The Charlie Mingus Jazz Workshop - Pithecanthropus Erectus (1956), 7/10

Pithecanthropus Erectus is an essential early Mingus record. Whether it is the proto-free jazz of the opening title track or the landscape crafted in "A Foggy Day", this quintet recorded a great set of compositions with matching energy. The album is mostly so immensely respectable for its place in the evolution of jazz rather than being an otherworldly listening experience at this stage in jazz music’s history. It signifies an important change in Mingus’ sound and direction that would produce some of his best work both as a bandleader and as a performer. I find the A side to be head and shoulders above the latter half of the record for its swing, earworms and general appeal, as “Profile of Jackie” is successful but as a simple ballad, and “Love Chant”, while supremely satisfying and wonderful to listen to, feels like an extension of sound and message rather than containing its own unique ethos. Mingus is clearly a powerhouse of a performer already at this early stage of his career, as is the talented Jackie McLean, who would come out of this recording session to produce one of his own great albums. McLean provides several standout performances and is a vital part of the sonic pallet as well as the storytelling arc of these songs. Of course Jones and Waldron are also essential but as an atmospheric extension and accentuation of the rest of the group’s contributions. There is an unmistakable 50s sound to the recording itself, but it is charming and meshes well with the composition and arrangement style, exceptionally so on the bookend tracks. Of course the narrative of the record is worth mentioning and certainly one of Mingus’ best, most successful philosophical statements. It’s nothing earth-shattering to a thinking man, but fantastic as a singular effort in music, especially at this stage in its development.
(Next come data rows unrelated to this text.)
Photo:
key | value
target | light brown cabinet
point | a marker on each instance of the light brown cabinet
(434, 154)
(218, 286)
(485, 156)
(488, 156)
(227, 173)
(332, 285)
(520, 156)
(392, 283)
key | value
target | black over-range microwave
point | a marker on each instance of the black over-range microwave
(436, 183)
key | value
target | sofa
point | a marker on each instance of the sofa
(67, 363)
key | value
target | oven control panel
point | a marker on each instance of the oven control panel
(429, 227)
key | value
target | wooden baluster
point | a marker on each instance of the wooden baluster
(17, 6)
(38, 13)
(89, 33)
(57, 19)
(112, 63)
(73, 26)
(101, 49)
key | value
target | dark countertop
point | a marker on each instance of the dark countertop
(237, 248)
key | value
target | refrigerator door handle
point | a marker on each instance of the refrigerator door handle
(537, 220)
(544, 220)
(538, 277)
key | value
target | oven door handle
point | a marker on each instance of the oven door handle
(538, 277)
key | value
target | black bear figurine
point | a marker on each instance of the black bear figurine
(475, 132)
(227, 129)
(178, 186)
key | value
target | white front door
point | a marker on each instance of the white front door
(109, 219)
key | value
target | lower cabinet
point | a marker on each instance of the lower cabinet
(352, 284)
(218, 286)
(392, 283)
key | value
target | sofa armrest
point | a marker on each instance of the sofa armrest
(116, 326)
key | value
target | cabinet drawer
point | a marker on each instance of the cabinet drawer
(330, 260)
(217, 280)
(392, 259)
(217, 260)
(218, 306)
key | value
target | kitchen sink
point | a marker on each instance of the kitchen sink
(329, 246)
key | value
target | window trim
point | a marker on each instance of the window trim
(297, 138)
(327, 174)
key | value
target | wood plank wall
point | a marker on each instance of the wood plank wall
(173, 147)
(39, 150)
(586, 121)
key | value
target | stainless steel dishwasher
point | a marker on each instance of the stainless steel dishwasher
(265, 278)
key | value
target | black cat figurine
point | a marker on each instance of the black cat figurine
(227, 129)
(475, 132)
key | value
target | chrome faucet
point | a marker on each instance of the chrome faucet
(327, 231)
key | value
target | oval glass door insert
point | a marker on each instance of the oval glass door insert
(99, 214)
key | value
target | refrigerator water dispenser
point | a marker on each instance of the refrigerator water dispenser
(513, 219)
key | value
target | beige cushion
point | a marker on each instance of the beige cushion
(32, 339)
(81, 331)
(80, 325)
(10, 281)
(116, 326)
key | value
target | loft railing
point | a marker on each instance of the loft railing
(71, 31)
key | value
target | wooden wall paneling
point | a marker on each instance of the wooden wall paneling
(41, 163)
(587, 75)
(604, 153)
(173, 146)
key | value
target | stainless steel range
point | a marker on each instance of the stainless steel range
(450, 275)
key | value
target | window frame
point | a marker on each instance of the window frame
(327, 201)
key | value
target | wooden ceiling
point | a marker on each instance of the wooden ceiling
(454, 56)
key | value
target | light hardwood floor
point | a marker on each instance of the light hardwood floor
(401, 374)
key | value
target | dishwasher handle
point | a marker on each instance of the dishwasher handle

The performances themselves, in part due to the aforementioned tone and recording sensibilities, contain a very pleasant intimacy juxtaposed against a grand style of composition and improvisation. I would go so far as to say Pithecanthropus Erectus represents an unmatched purity in poetics and form that was never matched by this very specific style of music ever again, even while its performances may have been overshadowed in technicality and versatility. Absolutely essential listening in context of the 50s jazz epoch.